Mortal Kombat X is the tenth in the long-running series, which began the same year the Conservatives last won an outright majority… 1992, for those who have been avidly avoiding any news stories containing the words politics, Nicola or opinion poll. It is perhaps hard to imagine now the outcry which greeted the release of the first in the series back then – the violence was such that it led to the creation in the United States of the Entertainment Software Rating Board (ESRB).
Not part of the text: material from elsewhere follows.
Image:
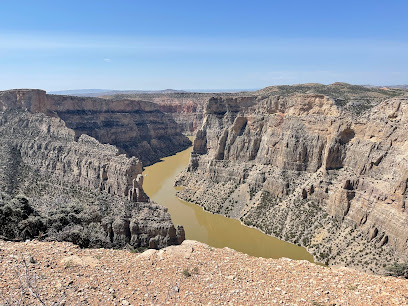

These days, such outpourings of shock and dismay at the level of violence found in fighting games like Mortal Kombat are the rarity rather than the norm; barely an eye is batted or horrified gasp is uttered when a new release comes along. Perhaps it is just as well for fans of this series, because Mortal Kombat X appears to be the most brutal instalment yet in the NetherRealm Studio’s franchise. Series creator Ed Boon has said of the violence levels, “We have these meetings and everyone comes up with ideas for Fatalities. The ones where people say ‘there’s no way we can do that’ – they’re the first ones we work on”. This is evidently what fans are looking for because on its release in April 2015, Mortal Kombat X became the fastest selling entry in the series to date.
The plot picks up where Mortal Kombat 9 left off; the timeline of Mortal Kombat means that the latest release actually picks up from Ultimate Mortal Kombat. The action thus takes place in the 25 years that follow Mortal Kombat 9. Klear? Good. Oh, and also bear in mind that the action jumps back and forth; it doesn’t play through in chronological order. This means that a character you meet in one scene may well be dead in ensuing scenes. Given the nature of the game, and given that death is the name of the game, this last fact shouldn’t be too much of a problem.
Kung Lao and Kitana are back, as are Sub-Zero, Scorpion and Quan Chi. This time, however, the creators have introduced the ability to choose from multiple variations of each character; this impacts on both strategy and fighting style. Moreover, more than half of the characters are new additions, so as regards character development and interaction there is likely to be plenty to entice and interest even the most ardent fan.
Other new additions include ‘Towers’ – a set of solo mini-campaigns where players pick a character and tackle a series of enemies of escalating difficulty. There is also the Factions meta-game, where you can pick a side, and your success or failure across all game modes (single-player, online or against friends) will help to determine how your side’s fight for dominance of the three realms actually fares.
Since its release around a month ago, Mortal Kombat X has been well received. There is greater depth in this version, the added brutality has generally gone down well (I am not here to judge), and the clever addition of character variation could well become an expected addition to fighting games of the future. It is unclear where the franchise could go after this latest release, but perhaps that is ok, as Mortal Kombat X appears to offer the Komplete grisly, violent, brutal, bloodthirsty package.